On February 20th, CAMERA Fellow Lauren Barney at the University of Pittsburgh hosted a panel discussion on Jewish refugees from the Arab world as part of Israel Peace Week. About 20 students from groups across the campus attended. These groups include BAS (Black Action Society), JSU (Jewish Student Union), and FORGE (Facilitating Opportunities for Refugee Growth and Empowerment), as well as from a number of Israel leadership organizations.

The event started off with a video from JIMENA, an organization representing Jews Indigenous to the Middle East and North Africa, titled “The Forgotten Refugees.” “The Forgotten Refugees” describes the life and culture of Jews living in the Middle East and North Africa, before the establishment of the State of Israel in 1948, the disintegration of that life and culture, and the disappearance of those communities.  These more than one million Sephardic Jews instantly became refugees at the hands of the Arab countries which they called home. The film follows the personal stories of refugees and how, at a time when there is so much outrage throughout the world over particularly Palestinian refugees, these Jewish refugees have been forgotten.

The group then listened to a refugee from Algiers who now lives in Pittsburgh, Oded, an Iraqi refugee now living in Israel, and Albert, an Egyptian refugee now living in California, as they told their stories and the stories of their families. The group asked questions about the integration pre-1948 within the Arab world and about their interaction with their Arab neighbors. Responses varied between the panelists, but they often felt that as “Dhimi” they were relegated to second-class citizenship.
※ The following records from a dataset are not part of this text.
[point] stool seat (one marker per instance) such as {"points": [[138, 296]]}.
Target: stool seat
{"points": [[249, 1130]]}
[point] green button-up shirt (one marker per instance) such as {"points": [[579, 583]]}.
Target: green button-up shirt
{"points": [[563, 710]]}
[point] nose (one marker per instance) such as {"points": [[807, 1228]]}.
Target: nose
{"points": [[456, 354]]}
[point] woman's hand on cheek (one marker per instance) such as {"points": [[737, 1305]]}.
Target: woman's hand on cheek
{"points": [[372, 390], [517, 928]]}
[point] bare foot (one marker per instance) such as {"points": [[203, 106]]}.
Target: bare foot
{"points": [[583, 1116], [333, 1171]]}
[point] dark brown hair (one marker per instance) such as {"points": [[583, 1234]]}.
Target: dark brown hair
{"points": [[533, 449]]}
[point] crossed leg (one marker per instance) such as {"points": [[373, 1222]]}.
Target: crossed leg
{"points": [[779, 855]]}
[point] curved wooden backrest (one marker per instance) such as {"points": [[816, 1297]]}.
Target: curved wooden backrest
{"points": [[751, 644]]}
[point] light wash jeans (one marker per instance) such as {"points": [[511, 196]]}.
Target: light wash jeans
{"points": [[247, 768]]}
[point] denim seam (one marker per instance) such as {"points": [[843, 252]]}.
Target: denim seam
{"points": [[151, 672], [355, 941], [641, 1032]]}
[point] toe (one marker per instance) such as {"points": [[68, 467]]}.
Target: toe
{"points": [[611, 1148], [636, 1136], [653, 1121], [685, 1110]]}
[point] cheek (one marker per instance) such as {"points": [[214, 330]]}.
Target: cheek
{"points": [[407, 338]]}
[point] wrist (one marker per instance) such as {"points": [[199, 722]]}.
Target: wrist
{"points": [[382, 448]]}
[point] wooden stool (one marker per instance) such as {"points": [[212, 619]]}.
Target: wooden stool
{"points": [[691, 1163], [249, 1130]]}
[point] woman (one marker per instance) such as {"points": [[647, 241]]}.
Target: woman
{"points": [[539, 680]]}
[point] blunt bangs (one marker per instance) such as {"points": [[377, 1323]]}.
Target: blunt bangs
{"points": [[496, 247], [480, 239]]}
Lastly, the group watched a number of clips from MEMRI, the Middle East Media Research Institute, about the persecution of Jews before they fled and of those who remained behind. Education about the life of these refugees is very important to an understanding of modern Jewry within Israel and internationally. Knowledge of the massacres and persecution that Jews endured in Muslim countries can help better promote the need for a Jewish nation.